В 1944 году филармонию вернули в Ленинград. Мы увидели буквально считанных ленинградцев, переживших блокаду. Моими близкими блокада пережилась очень тяжело… А еще из Новосибирска мама как-то сумела выбраться в Астрахань, где Кира учился в училище — как ей это удалось, до сих пор понять не могу, ведь шла война…

Мама работала в филармонии до 1956 года, после чего было решено чтецкий отдел ввести в эстраду. Это был один из тяжелейших маминых стрессов и ее ранний уход во многом был связан с этим стрессом; она стала болеть, но как человек общественный, очень беспокоящийся о других, стала по просьбе руководства редактором отдела. Мама очень поддерживала молодых чтецов и продолжала сама концертировать. Сначала она участвовала в сборных концертах, потом получила право на отделение (45 минут). Помню, что маму приглашали в Кисловодск с программой Пушкина, она читала „Полтаву“ и какие-то стихи. Она была очень одаренный литературно человек, прекрасно писала. На радио, к сожалению, практически не сохранилось записей, но я успела найти запись рассказа Веры Пановой „Евдокия“, который мама читала.

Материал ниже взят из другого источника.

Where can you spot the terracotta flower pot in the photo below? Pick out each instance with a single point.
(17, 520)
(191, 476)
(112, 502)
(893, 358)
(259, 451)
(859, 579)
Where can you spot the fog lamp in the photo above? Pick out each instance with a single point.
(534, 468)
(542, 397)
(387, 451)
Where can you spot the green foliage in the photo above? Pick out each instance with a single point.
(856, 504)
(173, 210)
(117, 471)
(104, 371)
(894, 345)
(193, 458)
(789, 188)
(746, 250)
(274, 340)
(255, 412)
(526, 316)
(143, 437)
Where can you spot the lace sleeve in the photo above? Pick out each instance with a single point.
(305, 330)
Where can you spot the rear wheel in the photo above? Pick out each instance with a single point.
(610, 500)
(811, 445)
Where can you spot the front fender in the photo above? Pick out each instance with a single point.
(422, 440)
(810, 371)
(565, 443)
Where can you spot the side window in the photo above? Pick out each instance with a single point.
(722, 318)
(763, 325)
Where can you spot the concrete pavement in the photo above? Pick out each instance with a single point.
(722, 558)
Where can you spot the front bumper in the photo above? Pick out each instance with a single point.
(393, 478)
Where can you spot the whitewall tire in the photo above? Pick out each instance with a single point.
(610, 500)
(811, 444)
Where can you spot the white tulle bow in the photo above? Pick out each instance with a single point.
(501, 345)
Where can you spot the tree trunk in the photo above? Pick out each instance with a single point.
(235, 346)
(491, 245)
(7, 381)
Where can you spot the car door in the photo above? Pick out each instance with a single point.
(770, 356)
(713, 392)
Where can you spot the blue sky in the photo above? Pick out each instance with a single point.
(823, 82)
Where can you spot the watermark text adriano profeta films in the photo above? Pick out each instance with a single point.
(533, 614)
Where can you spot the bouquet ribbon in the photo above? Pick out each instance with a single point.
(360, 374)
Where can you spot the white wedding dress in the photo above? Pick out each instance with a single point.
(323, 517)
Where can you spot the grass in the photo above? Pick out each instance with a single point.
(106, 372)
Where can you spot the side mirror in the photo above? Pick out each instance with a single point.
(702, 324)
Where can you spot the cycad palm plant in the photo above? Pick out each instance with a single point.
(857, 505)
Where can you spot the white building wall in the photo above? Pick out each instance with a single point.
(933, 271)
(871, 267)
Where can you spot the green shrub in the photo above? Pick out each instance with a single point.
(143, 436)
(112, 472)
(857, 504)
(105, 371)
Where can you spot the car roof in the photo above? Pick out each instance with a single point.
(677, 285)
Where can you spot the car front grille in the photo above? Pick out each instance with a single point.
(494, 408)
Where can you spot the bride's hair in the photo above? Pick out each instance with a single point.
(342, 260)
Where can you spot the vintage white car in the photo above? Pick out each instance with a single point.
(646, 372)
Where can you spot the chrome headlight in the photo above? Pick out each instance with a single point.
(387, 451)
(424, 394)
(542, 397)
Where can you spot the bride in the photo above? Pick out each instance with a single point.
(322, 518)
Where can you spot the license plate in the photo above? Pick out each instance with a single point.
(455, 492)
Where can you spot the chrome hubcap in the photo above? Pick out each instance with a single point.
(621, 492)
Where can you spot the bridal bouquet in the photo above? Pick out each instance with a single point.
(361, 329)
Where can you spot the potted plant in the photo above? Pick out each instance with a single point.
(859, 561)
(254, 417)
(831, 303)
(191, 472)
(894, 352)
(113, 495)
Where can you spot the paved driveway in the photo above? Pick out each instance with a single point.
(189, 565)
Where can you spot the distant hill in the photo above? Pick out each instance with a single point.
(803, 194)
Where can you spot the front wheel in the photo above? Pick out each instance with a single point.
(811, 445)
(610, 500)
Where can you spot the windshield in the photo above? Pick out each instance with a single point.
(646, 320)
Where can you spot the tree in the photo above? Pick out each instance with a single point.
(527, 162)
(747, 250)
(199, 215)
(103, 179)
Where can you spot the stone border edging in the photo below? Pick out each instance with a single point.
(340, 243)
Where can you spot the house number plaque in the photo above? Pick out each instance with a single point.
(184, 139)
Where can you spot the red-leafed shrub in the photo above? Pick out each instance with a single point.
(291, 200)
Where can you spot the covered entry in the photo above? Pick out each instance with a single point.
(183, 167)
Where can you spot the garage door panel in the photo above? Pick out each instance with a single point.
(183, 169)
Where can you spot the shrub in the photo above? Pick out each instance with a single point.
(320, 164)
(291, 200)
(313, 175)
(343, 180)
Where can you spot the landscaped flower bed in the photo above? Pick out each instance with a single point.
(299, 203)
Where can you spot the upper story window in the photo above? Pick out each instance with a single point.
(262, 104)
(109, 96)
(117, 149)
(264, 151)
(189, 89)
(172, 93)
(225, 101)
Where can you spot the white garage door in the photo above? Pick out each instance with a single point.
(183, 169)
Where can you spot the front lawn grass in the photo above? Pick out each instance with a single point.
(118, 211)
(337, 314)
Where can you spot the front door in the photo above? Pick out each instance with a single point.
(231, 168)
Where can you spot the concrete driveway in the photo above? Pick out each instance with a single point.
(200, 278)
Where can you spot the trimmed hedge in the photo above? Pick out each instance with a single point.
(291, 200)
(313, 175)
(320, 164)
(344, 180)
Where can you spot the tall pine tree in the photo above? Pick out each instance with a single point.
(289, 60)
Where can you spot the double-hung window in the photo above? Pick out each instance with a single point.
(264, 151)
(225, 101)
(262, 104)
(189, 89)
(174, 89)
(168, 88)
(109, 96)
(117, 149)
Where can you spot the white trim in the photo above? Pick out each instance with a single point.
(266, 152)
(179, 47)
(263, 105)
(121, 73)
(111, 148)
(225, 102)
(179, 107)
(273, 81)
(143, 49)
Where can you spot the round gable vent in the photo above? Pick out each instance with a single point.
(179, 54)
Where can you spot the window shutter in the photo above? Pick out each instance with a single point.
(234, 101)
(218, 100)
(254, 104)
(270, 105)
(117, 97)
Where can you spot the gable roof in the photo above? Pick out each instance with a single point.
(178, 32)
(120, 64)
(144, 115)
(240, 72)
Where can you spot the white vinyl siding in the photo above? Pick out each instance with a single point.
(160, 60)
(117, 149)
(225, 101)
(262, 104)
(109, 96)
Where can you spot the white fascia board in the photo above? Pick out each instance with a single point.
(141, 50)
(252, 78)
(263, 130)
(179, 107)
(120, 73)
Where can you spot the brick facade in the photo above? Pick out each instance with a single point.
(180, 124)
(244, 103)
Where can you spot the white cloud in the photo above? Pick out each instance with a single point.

У мамы был очень узнаваемый голос. Был однажды такой случай. Родители мечтали о даче, и вот мы наконец совместными усилиями ее построили. И в один прекрасный день мама на участке разговаривала с моей маленькой дочкой Настенькой, ее прекрасно поставленный голос летел, а на соседнем участке принимали гостя, приехавшего откуда-то из провинции. Услышав голос мамы, он разволновался: „Кто это? Я знаю этот голос…“ Соседи ответили ему, что это — Ольга Ивановна, соседка. Он вскричал: „Как, Гудим-Левкович?! Я же помню ее голос по довоенному радио, помню, как она читала ‘Гренаду’ Светлова!..“ и помчался знакомиться…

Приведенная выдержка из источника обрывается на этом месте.